Lampedusa, il mare, la disperazione «Siamo cambiati»
Il racconto di ritorno dal viaggio. Il docente: «Il nostro compito è aiutare a costruire valori civili»
TRENTO L’aereo è atterrato ieri sera alle 20.30 a Linate. A bordo, nel viaggio di ritorno a Trento, gli studenti delle classi quarta E del liceo scientifico Da Vinci e quarta B di quello musicale Bonporti, assieme agli insegnanti. Con loro il carico in più delle emozioni e degli incontri vissuti nei quattro giorni a Lampedusa, splendida isola nel Mediterraneo e avamposto italiano di un fenomeno attuale e drammatico come la migrazione.
Le ragazze e i ragazzi delle due quarte sono partiti mercoledì da Linate, con scalo a Catania, nell’ambito della partecipazione al progetto «On the road.
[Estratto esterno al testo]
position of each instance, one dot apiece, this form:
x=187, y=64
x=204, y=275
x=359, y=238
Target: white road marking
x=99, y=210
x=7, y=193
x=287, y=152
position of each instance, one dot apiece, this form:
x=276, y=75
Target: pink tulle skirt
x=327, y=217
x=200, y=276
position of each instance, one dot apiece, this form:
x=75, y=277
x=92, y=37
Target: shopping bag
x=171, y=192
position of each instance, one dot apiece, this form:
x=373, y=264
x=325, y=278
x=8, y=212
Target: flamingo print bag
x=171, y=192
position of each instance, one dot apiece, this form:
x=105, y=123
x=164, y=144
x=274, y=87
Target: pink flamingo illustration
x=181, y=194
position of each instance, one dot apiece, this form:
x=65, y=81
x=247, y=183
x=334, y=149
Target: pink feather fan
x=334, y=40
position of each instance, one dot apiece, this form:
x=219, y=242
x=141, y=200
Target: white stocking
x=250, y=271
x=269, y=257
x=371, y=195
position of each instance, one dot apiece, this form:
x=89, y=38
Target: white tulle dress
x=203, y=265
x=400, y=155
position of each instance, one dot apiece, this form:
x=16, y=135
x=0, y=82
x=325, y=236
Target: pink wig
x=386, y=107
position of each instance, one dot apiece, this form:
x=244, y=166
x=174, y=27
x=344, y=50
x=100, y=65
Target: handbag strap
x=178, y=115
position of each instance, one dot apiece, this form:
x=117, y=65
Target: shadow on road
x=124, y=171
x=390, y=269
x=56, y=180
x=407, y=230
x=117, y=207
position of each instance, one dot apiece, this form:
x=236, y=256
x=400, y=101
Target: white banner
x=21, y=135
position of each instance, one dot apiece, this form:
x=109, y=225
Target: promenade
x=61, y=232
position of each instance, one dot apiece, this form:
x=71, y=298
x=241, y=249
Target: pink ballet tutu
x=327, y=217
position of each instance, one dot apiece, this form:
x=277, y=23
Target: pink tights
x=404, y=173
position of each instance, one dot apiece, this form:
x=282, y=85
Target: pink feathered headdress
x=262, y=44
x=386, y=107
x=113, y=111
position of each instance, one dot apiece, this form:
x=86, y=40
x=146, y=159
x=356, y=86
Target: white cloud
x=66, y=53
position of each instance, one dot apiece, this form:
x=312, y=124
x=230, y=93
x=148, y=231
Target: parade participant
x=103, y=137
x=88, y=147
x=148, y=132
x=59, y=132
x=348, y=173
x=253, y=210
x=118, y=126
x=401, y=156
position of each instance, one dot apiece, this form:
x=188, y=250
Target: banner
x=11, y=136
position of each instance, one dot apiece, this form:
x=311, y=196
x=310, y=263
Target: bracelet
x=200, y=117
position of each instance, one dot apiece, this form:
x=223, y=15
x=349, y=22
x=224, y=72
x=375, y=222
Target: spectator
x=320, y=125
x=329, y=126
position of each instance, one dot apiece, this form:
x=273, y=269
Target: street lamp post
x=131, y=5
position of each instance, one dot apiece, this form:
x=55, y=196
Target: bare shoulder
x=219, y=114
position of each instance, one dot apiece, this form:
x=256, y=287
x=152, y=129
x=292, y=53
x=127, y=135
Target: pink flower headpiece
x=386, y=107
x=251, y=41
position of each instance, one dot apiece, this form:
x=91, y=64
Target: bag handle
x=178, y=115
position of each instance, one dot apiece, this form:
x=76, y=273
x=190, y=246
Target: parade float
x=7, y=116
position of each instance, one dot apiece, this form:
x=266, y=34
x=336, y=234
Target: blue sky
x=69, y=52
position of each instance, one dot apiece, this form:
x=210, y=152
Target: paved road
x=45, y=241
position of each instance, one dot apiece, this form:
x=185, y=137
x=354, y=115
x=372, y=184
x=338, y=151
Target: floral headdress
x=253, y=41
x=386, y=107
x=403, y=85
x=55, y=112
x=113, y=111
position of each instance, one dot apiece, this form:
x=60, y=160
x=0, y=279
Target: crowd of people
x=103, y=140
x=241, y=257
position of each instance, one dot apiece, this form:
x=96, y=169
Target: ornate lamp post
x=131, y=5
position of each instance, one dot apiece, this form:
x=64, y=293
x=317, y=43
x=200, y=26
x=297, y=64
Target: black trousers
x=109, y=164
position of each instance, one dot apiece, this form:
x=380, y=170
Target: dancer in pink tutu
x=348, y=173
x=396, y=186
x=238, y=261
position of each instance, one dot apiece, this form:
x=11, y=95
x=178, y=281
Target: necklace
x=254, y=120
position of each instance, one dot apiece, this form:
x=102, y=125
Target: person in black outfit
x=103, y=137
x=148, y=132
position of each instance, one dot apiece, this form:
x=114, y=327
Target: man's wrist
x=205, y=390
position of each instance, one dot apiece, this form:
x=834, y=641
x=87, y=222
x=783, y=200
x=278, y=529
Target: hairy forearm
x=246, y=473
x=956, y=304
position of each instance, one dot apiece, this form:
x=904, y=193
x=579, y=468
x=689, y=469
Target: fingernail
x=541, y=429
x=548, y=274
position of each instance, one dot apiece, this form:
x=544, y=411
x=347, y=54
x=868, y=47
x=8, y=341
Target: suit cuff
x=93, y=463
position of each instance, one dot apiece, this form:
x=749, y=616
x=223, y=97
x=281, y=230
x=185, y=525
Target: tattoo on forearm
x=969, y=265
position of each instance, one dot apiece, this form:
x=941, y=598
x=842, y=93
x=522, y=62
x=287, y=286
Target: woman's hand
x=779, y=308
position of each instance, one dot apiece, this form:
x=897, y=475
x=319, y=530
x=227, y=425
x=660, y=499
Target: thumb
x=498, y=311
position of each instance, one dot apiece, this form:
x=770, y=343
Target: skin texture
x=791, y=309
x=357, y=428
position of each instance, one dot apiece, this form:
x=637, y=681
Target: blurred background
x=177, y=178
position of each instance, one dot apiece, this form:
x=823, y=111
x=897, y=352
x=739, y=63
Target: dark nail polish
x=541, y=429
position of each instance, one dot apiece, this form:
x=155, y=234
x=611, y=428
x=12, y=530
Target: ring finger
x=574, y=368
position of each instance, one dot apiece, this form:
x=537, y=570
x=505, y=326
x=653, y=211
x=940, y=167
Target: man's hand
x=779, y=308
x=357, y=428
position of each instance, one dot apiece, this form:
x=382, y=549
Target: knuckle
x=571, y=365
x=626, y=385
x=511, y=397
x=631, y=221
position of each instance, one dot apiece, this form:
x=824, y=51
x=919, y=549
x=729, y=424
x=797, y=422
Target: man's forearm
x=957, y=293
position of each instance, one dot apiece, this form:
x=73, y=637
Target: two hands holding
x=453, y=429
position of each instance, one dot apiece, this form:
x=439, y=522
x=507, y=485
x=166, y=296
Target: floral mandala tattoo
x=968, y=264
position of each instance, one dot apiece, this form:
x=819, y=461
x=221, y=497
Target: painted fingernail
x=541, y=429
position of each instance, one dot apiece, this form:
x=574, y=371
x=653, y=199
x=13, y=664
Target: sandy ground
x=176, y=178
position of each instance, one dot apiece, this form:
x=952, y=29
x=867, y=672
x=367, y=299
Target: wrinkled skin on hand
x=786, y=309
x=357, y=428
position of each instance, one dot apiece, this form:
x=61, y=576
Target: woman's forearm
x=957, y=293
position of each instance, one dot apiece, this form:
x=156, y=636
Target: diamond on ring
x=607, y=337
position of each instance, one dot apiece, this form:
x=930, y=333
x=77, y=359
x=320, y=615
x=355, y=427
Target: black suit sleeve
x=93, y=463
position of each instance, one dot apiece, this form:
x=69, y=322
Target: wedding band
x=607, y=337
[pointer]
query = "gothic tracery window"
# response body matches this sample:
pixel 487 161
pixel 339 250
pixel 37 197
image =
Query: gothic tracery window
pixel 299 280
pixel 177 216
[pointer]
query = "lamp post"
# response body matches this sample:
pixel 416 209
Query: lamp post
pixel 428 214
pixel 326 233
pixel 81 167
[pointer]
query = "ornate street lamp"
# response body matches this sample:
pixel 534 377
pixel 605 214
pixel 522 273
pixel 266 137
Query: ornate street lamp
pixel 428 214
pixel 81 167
Sulle rotte dei migranti», per raccogliere l’esperienza di chi “vive” l’isola e delle stesse persone che hanno vissuto le sofferenze del viaggio, attraverso la Libia — divenuto un punto oltre che di partenza di detenzione — e il mare. Non è finita, perché per i partecipanti al progetto inizierà un’attività di formazione residenziale a Salorno, dal 12 al 14 maggio, seguiti da sei giorni sulla rotta francese (Ventimiglia e Calais, con il ritorno attraverso la Germania), balcanica (Slovenia, Croazia, Serbia, Ungheria) e greca (Atene e ritorno). L’iniziativa è organizzata da varie associazioni e dalla piattaforma delle Resistenze contemporanee.
«Appena arrivati abbiamo cominciato subito a prendere contatto con l’isola» racconta, prima dell’imbarco all’aeroporto di Lampedusa, Sandro Bertoni, docente di filosofia e storia al Da Vinci e uno degli accompagnatori del gruppo. «Siamo andati a Porta Europa, luogo simbolico molto importante. I giorni successivi sono stati intensi, pieni di incontri ed emozioni. La scuola non deve derogare al suo compito, alla sua mission formativa. Non è stato un viaggio d’istruzione ludico, di svago. Gli istituti insomma non sono tour operator e gli insegnanti guide turistiche. Il nostro compito forte è aiutare gli alunni a costruire valori civili, morali, umani».
Le testimonianze sono state toccanti, crude, spiazzanti. Il gruppo ha incontrato Pietro Bartolo, medico di Lampedusa, protagonista del film Fuocoammare di Gianfranco Rosi, che ha raccontato i problemi sanitari vissuti dai migranti. «Molti di loro, raccontava, portano i segni delle botte, delle ferite, delle ustioni subite nei campi di prigionia, possiamo dire dei lager della Libia» continua Bertoni. «Poi c’è stata la visita alla sala operativa della capitaneria di porto. Le loro vedette, inaffondabili, solo gli unici mezzi in grado di operare con mare nelle peggiori condizioni e onde di sei, sette metri». Ci sono state visite a persone comuni. Costantino Baratta, che la mattina del 3 ottobre 2013 trovandosi in mare salvò 12 naufraghi eritrei. A lui il settimanale l’Espresso dedicò la copertina. «Poi Lillo Maggiore — continua il docente —, che ha dato una testimonianza straordinaria: sull’ospitalità, il soccorso, il supporto materiale e umano». Gli studenti hanno parlato con due migranti della Costa d’Avorio, che sul corpo avevano le ferite e i segni delle bastonate prese in Libia. «Grazie a questo viaggio la scuola fa riflettere su una questione di stringente attualità» conclude Bertoni. A parlare è anche uno degli alunni coinvolti. «Siamo carichi di emozioni, alcuni incontri hanno fatto emergere aspetti crudi — dice Matteo Paoli della quarta E dello scientifico — Le foto delle persone appena sbarcate a Lampedusa, in condizioni terribili, sono rimaste impresse. La mia testimonianza è che in un posto meraviglioso come quest’isola si vedono lati di un fenomeno che spesso i media non mostrano. La città ha saputo accogliere le persone. L’esperienza è stata molto forte su noi giovani. Ha cambiato il nostro modo di pensare. Se ognuno di noi fa qualcosa, come facevano notare alcune persone incontrate, il problema si risolve in fretta».